Oliver's lips still tasted of the sugary liquor, wet and plump between Percy's teeth.
"Rico," he breathed.
"You're learning!" Oliver chuckled, before Percy cut his laughter short by slipping his hand down his trousers. "You do get right to the point. I like that. A lot."
"I'm trying to decide where I want to start, and getting a handle on the tools involved always seems a wise course of action."
"Oh, definitely so, yes," Oliver breathed. Percy removed his hand and set to unbuttoning the denims that lay in between hand and cock. He pulled it out and squeezed it tightly, rubbing his thumb over the tip. "That's a little bit tight." Percy relaxed his hand. "Better, thanks."
"Would it be better if I suck you?" Percy realised as he said it just how much he wanted to.
"Fuck. Yeah." Percy went to work with his tongue, licking broad paths up and kissing the tip on each go. "Bloody hell, Percy, fantastic," Oliver mumbled. When Percy began to suck the tip hard with each round, Oliver was incoherent. He came suddenly, erupting onto Percy's lips just as he was pulling away. It spattered onto his cheek, and he curiously opened his mouth to catch the last bit on his tongue. It tasted...weird. But not terrible! And that was saying something.

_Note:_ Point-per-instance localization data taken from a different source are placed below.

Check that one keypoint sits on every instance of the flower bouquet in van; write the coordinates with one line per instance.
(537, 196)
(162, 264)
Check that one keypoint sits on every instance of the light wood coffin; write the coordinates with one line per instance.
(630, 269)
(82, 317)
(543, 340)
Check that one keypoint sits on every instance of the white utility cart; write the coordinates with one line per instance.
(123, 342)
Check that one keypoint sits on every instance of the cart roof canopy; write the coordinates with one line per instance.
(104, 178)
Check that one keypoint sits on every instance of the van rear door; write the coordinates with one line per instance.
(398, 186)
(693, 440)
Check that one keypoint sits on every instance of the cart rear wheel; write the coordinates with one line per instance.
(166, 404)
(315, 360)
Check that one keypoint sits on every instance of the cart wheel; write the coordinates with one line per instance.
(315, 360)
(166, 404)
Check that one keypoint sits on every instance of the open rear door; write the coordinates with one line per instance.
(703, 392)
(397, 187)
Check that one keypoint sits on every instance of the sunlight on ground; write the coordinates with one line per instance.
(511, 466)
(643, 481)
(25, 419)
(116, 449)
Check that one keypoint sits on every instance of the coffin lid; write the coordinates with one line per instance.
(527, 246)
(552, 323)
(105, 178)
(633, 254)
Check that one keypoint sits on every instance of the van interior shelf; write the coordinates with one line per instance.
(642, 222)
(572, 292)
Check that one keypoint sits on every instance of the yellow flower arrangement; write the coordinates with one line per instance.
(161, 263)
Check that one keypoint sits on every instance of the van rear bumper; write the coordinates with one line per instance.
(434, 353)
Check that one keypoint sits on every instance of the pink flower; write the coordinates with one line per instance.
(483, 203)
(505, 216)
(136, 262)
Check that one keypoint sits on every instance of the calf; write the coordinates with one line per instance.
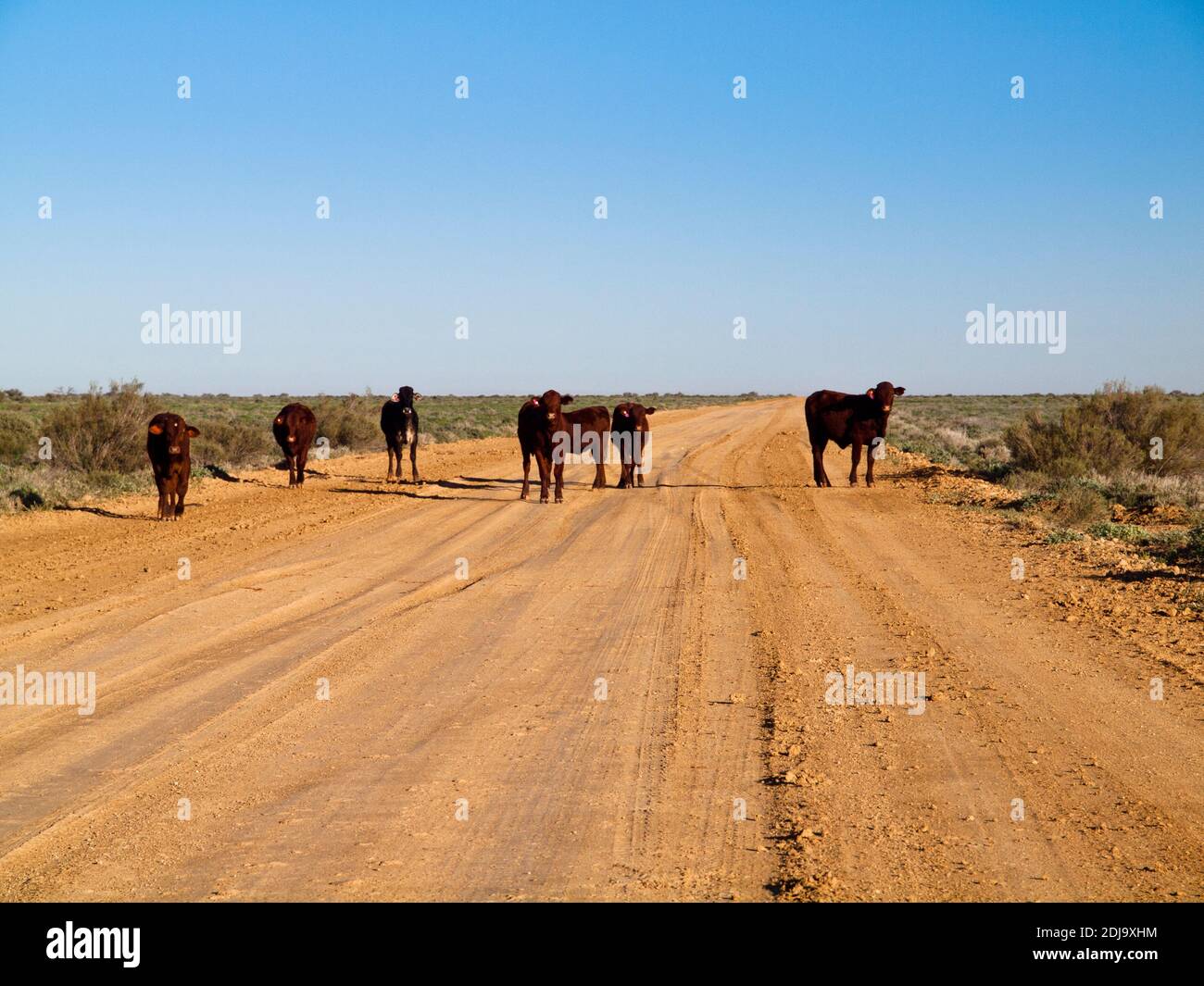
(540, 420)
(294, 429)
(630, 437)
(856, 419)
(398, 421)
(588, 429)
(168, 438)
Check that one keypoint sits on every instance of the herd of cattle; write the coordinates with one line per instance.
(546, 432)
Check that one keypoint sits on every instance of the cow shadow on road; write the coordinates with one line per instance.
(109, 514)
(413, 495)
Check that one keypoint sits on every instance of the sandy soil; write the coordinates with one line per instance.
(581, 701)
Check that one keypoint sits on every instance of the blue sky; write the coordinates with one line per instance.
(717, 207)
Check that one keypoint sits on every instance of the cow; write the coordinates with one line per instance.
(168, 440)
(540, 419)
(398, 421)
(856, 419)
(630, 437)
(578, 426)
(294, 429)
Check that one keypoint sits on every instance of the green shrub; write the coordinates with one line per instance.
(232, 443)
(350, 421)
(19, 438)
(103, 431)
(1110, 432)
(1131, 532)
(1062, 536)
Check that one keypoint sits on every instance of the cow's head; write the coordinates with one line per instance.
(629, 411)
(406, 397)
(173, 430)
(884, 395)
(550, 405)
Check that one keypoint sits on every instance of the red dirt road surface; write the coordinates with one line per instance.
(583, 701)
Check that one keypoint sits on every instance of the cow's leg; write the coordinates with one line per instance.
(545, 466)
(821, 480)
(598, 466)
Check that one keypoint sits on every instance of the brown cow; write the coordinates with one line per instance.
(398, 421)
(294, 429)
(540, 419)
(168, 438)
(630, 437)
(588, 430)
(856, 419)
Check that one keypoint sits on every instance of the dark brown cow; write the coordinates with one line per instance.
(579, 425)
(849, 419)
(294, 429)
(398, 421)
(168, 438)
(540, 419)
(630, 436)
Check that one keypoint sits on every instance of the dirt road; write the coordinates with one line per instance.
(579, 701)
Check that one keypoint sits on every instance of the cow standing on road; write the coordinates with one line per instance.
(540, 419)
(294, 429)
(398, 421)
(630, 437)
(856, 419)
(168, 448)
(589, 429)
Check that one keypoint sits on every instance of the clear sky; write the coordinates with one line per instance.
(718, 207)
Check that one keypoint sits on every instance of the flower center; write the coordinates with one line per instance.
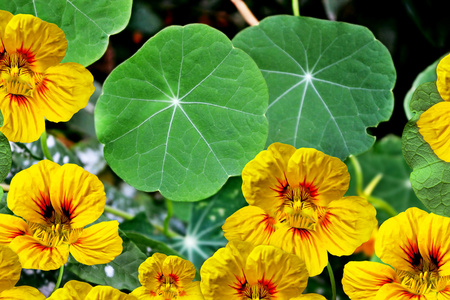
(56, 234)
(16, 77)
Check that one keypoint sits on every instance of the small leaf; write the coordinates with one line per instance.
(328, 81)
(429, 178)
(183, 114)
(86, 24)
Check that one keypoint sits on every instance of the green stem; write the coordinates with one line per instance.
(45, 147)
(58, 281)
(383, 205)
(296, 8)
(332, 281)
(358, 172)
(118, 212)
(167, 219)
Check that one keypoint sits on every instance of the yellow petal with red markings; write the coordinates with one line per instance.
(98, 244)
(63, 90)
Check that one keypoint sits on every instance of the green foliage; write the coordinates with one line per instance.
(429, 178)
(328, 82)
(86, 24)
(183, 114)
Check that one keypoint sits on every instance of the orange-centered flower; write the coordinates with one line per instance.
(434, 124)
(241, 271)
(417, 246)
(296, 203)
(167, 278)
(10, 269)
(57, 202)
(34, 85)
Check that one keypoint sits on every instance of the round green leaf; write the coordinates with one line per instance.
(328, 81)
(86, 24)
(183, 114)
(430, 176)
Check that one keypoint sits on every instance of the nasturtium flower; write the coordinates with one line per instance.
(434, 124)
(296, 203)
(241, 271)
(77, 290)
(416, 247)
(10, 269)
(34, 85)
(167, 278)
(56, 203)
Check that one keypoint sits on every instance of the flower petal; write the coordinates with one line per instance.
(98, 244)
(434, 244)
(443, 78)
(251, 224)
(29, 195)
(326, 174)
(34, 255)
(434, 126)
(363, 279)
(44, 44)
(283, 273)
(396, 243)
(21, 293)
(77, 194)
(23, 121)
(306, 244)
(347, 224)
(222, 272)
(64, 90)
(262, 176)
(10, 228)
(10, 268)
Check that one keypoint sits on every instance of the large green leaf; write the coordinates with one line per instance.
(183, 114)
(386, 158)
(328, 81)
(86, 24)
(430, 176)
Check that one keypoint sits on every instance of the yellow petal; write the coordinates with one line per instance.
(64, 90)
(29, 195)
(264, 175)
(362, 280)
(10, 228)
(33, 255)
(282, 273)
(251, 224)
(98, 244)
(21, 293)
(77, 194)
(72, 290)
(434, 126)
(43, 43)
(434, 244)
(306, 244)
(222, 272)
(443, 78)
(10, 268)
(347, 224)
(327, 176)
(23, 121)
(397, 243)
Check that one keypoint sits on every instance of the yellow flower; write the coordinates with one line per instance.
(57, 202)
(9, 275)
(167, 277)
(296, 203)
(77, 290)
(417, 246)
(434, 125)
(241, 271)
(34, 85)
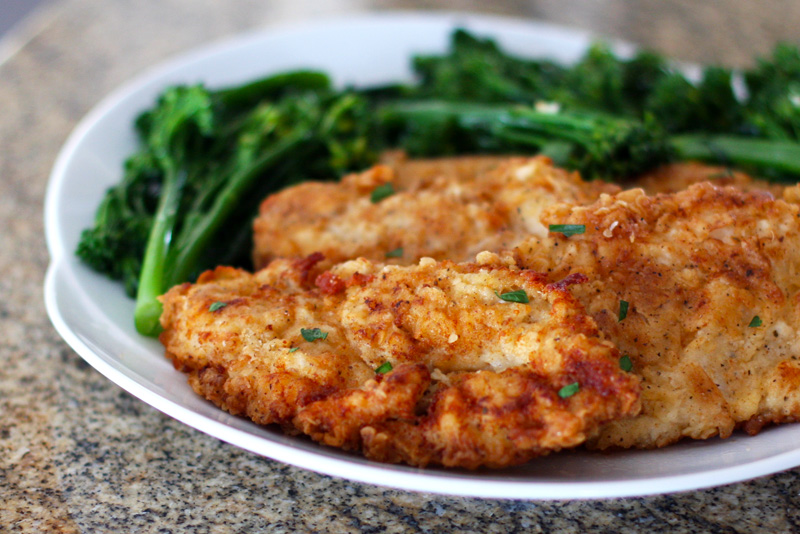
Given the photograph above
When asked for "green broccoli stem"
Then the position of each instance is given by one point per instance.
(248, 95)
(748, 152)
(153, 275)
(194, 240)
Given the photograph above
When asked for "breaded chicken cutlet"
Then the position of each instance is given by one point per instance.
(404, 210)
(427, 364)
(711, 278)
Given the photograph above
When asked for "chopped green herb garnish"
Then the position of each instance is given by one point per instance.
(384, 368)
(623, 309)
(381, 192)
(217, 305)
(313, 334)
(568, 229)
(514, 296)
(569, 390)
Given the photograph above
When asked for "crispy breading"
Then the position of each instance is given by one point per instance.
(679, 176)
(712, 278)
(475, 378)
(449, 208)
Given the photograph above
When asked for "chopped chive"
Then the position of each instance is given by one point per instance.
(381, 192)
(313, 334)
(514, 296)
(569, 390)
(623, 309)
(568, 229)
(217, 305)
(385, 367)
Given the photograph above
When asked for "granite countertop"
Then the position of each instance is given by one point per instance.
(78, 454)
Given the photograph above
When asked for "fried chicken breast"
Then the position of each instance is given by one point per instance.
(404, 210)
(679, 176)
(711, 276)
(423, 364)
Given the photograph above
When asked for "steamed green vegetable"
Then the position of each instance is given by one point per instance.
(207, 157)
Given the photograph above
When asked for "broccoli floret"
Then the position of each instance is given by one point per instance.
(596, 144)
(478, 70)
(773, 107)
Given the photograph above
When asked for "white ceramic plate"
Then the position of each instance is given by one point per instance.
(95, 317)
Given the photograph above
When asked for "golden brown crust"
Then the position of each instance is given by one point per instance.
(677, 177)
(696, 267)
(475, 382)
(449, 208)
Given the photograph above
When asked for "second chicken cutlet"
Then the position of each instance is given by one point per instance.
(404, 210)
(701, 290)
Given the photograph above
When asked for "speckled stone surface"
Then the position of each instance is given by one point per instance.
(79, 455)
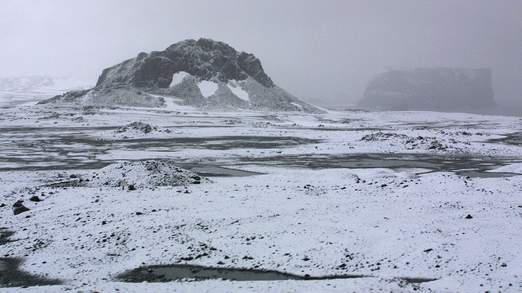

"Sorry about that," Oliver panted.
"Nothing a handkerchief can't fix."
"Or a tongue." Oliver sat up and began licking it off his face, kissing him sloppily in the process. It was the single most erotic thing that had ever happened to him.
"Oh my god!"
"Tsk. En Español," Oliver commanded.
"Muy bien. Now. Fuck me."
Percy awoke to the sound of hooves. He was wrapped in his blanket, snuggled up against Oliver, very comfortably. He cracked open one sleepy eye to discover both Tito and Horacio staring down at him, grinning.
"Busy night," Tito observed.
"Er..." Percy nudged Oliver in the ribs.
"Very busy, thank you," Oliver replied. "Where the fuck's the maté?"
"Tito and I, we had to listen to you all night. Was disgusting," Horacio explained. "No one should have to hear that. It was..." He turned to Tito. "How do you say?"
"Repulsivo, repugnante, apocaliptico, horr--"
"We get the idea, Tito. Thank you."
"Can we get away from them, please?" Percy whispered.
"If you answer one question honestly, I think I can manage it," Oliver answered, still bundled in his own blanket.
"Would you like to go on, you know, a date or something? Sometime? Maybe?"
"That would be lovely, yes," Percy answered without hesitation.
"Excellent." Oliver paused and furrowed his brow. "One more thing. Do you really think that mine is worthless?"
"Without question. The only silver left is structural. If you tried to mine it the whole thing would come crashing down and kill you."
"Oh. In that case, did you bring that Portkey to England along with you?"